Wishes Won't Wash Dishes

How I wished the Patriots would've won the Super Bowl last night, but I'll be a good loser, fork over my last $20 bill to my betting buddy and go apply for welfare!!!!!!

Wishes are a big part of our days, aren't they?  It seems we don't talk about our wishes very much.  We keep our little whispers of want tucked inside us, yet we have a pocketful of wishing rituals that we use to make them come true.

On each birthday, another candle is added to our birthday cake.  After Happy Birthday is sung to us, the dramatic moment arrives when we're told to close our eyes and make a secret wish before blowing out the candles. If we can blow out all the candles in one breath, our wish will come true.
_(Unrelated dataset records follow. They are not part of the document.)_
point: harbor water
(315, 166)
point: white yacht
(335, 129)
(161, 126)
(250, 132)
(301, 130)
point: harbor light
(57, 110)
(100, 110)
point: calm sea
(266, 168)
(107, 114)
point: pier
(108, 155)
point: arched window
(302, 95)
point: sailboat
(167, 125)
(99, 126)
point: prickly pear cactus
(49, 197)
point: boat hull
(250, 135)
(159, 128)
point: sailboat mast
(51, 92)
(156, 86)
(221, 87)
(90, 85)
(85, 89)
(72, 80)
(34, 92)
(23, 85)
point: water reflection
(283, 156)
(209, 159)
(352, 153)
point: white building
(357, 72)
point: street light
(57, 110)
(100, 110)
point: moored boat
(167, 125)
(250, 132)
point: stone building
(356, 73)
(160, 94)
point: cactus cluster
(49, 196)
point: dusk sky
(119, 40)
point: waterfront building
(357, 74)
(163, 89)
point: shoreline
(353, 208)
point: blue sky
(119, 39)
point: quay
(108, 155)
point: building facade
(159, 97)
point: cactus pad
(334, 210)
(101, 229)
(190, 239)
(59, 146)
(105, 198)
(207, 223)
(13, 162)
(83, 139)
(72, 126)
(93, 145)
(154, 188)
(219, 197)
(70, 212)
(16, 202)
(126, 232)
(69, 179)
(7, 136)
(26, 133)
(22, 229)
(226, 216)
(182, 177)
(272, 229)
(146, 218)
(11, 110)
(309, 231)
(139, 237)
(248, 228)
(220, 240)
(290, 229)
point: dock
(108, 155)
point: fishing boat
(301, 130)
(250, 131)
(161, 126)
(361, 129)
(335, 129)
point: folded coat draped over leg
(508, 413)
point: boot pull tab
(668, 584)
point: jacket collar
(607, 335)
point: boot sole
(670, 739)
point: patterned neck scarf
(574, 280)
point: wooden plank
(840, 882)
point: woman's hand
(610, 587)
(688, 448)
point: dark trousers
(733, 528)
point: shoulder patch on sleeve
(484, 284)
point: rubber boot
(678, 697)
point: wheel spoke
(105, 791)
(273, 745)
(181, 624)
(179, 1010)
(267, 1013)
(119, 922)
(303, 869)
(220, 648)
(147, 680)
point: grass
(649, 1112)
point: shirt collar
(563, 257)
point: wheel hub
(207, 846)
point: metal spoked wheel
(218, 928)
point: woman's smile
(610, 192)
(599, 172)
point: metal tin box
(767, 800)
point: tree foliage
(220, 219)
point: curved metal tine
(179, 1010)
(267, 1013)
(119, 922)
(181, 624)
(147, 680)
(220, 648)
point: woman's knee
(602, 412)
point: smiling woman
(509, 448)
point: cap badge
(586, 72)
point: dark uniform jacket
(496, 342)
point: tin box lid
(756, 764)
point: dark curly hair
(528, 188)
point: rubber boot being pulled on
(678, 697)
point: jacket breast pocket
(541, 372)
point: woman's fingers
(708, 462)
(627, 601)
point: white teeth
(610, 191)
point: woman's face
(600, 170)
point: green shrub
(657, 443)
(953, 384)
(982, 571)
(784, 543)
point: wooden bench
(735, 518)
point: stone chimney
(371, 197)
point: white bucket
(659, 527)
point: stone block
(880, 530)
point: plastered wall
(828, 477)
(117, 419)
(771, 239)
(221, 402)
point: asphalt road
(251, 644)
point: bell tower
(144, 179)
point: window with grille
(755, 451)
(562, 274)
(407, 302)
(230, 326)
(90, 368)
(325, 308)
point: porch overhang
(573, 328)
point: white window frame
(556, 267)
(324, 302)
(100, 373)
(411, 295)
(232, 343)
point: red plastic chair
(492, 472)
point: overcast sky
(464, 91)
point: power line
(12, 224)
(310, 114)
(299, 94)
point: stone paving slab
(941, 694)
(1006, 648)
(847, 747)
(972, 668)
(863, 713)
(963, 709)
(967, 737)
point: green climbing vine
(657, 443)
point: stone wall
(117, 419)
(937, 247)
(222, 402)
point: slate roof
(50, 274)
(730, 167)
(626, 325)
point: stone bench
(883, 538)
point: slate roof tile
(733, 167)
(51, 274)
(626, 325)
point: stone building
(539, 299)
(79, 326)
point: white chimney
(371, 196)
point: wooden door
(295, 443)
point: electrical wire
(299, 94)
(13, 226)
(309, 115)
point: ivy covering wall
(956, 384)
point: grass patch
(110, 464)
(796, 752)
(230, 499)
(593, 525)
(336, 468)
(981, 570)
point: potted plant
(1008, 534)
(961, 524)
It's that simple.  There are differing theories where this custom came from, but with respect to my hubby, I'll say that the Germans did it first.  They felt that the candles symbolized the "light of life."
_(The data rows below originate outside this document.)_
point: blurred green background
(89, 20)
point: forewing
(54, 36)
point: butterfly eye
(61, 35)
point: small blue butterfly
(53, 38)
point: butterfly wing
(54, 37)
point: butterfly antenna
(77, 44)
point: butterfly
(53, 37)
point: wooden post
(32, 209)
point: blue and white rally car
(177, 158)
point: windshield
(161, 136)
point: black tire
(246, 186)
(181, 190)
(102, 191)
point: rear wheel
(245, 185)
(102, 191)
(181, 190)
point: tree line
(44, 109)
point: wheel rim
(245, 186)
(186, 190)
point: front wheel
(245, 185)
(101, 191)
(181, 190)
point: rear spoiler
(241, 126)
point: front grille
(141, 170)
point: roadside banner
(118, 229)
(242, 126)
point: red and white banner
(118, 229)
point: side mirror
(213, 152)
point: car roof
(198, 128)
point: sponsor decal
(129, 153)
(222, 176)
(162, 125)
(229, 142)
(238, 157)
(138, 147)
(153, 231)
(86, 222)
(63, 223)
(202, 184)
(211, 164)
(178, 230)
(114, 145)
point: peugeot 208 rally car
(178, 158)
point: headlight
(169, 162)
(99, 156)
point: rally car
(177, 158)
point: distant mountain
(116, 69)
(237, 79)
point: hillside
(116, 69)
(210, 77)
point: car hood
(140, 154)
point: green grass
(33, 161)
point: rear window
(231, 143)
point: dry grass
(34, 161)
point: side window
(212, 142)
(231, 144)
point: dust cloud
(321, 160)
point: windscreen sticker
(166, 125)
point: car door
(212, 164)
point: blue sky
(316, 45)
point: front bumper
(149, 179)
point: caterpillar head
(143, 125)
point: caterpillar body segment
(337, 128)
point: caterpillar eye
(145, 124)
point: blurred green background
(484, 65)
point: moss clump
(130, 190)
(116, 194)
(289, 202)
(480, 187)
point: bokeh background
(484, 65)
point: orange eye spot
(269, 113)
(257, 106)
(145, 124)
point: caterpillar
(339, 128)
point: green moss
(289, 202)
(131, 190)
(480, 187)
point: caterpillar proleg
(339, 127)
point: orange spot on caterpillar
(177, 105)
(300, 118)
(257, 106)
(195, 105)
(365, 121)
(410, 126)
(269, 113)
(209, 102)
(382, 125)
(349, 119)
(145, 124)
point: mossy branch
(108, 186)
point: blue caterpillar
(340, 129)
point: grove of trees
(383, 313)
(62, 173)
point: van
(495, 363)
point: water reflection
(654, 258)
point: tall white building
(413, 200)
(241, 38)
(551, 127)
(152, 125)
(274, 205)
Another wishing ritual is the breaking of a chicken's wishbone.  Actually, the wishbone from a duck or goose works better cuz they're bigger and one can get a better grip.  As kids, we dried the V-shaped bones on the kitchen window sill for a couple of days, and then my brother and I would each hold one side of the bone and pull.  When the bone broke in two, the one holding the larger piece would win the wish.  Some say that this tradition comes from the ancient Italians.  When they wanted special knowledge from their gods, they would lay the wish bone out in the sun and use it as their messenger.
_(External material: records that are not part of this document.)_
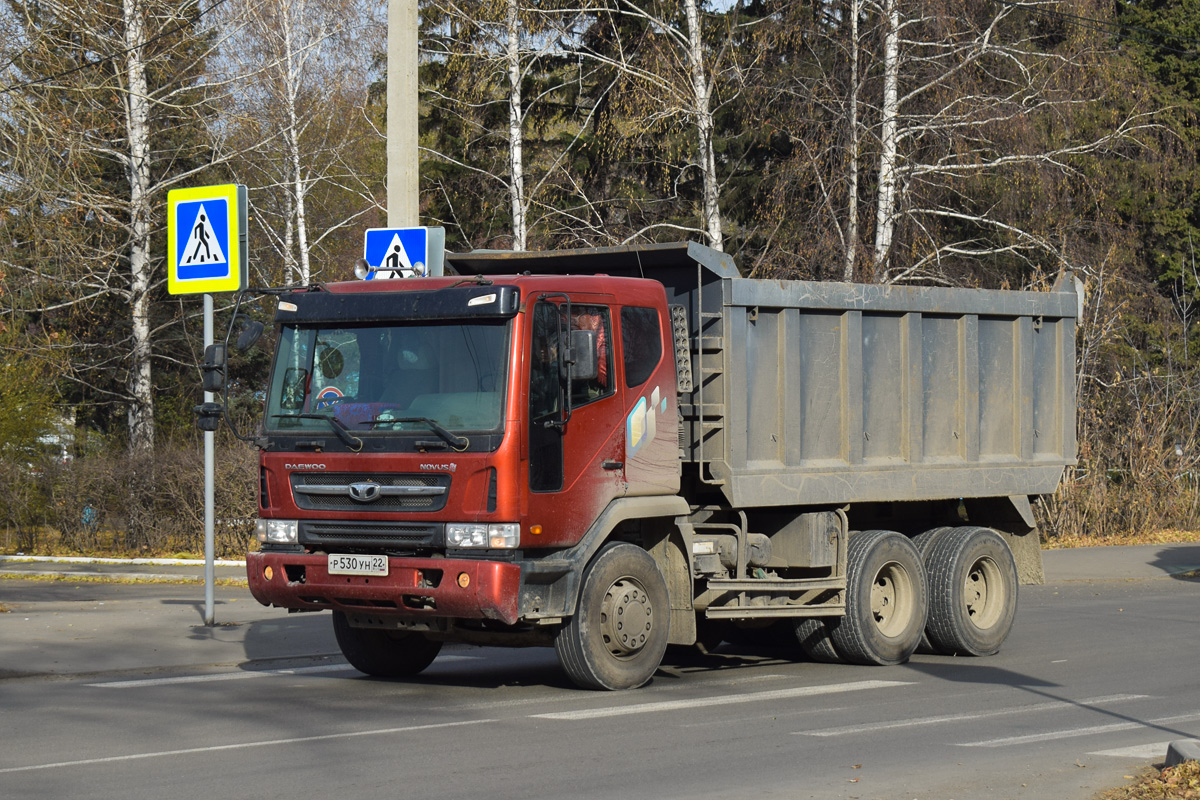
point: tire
(618, 635)
(384, 654)
(815, 636)
(924, 543)
(886, 600)
(972, 579)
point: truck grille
(319, 534)
(370, 492)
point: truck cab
(436, 451)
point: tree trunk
(852, 190)
(516, 140)
(886, 202)
(292, 91)
(141, 414)
(706, 155)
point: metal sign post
(207, 252)
(209, 488)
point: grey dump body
(808, 394)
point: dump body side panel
(856, 394)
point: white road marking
(725, 699)
(243, 675)
(269, 743)
(960, 717)
(1146, 752)
(1049, 735)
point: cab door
(576, 432)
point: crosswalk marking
(1050, 735)
(960, 717)
(726, 699)
(241, 675)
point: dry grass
(1158, 536)
(1180, 782)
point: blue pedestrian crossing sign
(403, 252)
(207, 239)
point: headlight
(277, 531)
(474, 534)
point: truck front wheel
(618, 635)
(384, 654)
(886, 600)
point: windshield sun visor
(450, 302)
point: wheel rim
(627, 618)
(892, 599)
(984, 593)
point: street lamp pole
(402, 115)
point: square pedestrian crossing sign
(207, 239)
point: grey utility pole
(402, 115)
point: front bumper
(413, 588)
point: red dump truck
(612, 450)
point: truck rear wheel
(886, 600)
(816, 638)
(924, 542)
(618, 635)
(384, 654)
(972, 581)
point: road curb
(1182, 750)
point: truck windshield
(379, 379)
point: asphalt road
(119, 691)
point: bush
(136, 505)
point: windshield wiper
(453, 439)
(339, 427)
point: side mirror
(214, 368)
(583, 355)
(295, 385)
(250, 334)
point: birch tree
(510, 103)
(91, 90)
(960, 88)
(672, 66)
(300, 119)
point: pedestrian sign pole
(207, 252)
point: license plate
(358, 565)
Who among us hasn't crossed our fingers wishing for something to happen or begging for something not to happen.  I used to do this in school during a test.  I'd cross two fingers on my left hand, cross my ankles under my desk, and write with my right hand. This wishing ritual was originally done with two people crossing their index fingers to form an X, another form of the sign of the cross.  One of them made a wish and the other supported the wish.  This is how the one-person crossing of fingers started out.

Seeing a star fall from the sky is another wishing hopeful.  It happens rarely and it happens quickly.  Some say we don't have to wait for a falling star, but can choose any star, keep looking at it while making a wish on that star, not tell anyone our wish, and chances are pretty good that our wish will come true.  Is it possible the stars can influence some kind of supernatural intervention into our human affairs?  Since ancient times, humans are fascinated by, and pay reverence to, the heavens.  Thus, the wishing on a star is another way for us to say a prayer.

Finding a penny on the ground is one of my favorite signs that a wish will come true.  The spot where the penny is found is said to mark the place an angel has just been.  Others believe that the penny has "In God We Trust" printed on it, and that finding one is God's message that He is here with us, in control, and we have no need to worry, but trust that He will take care of us.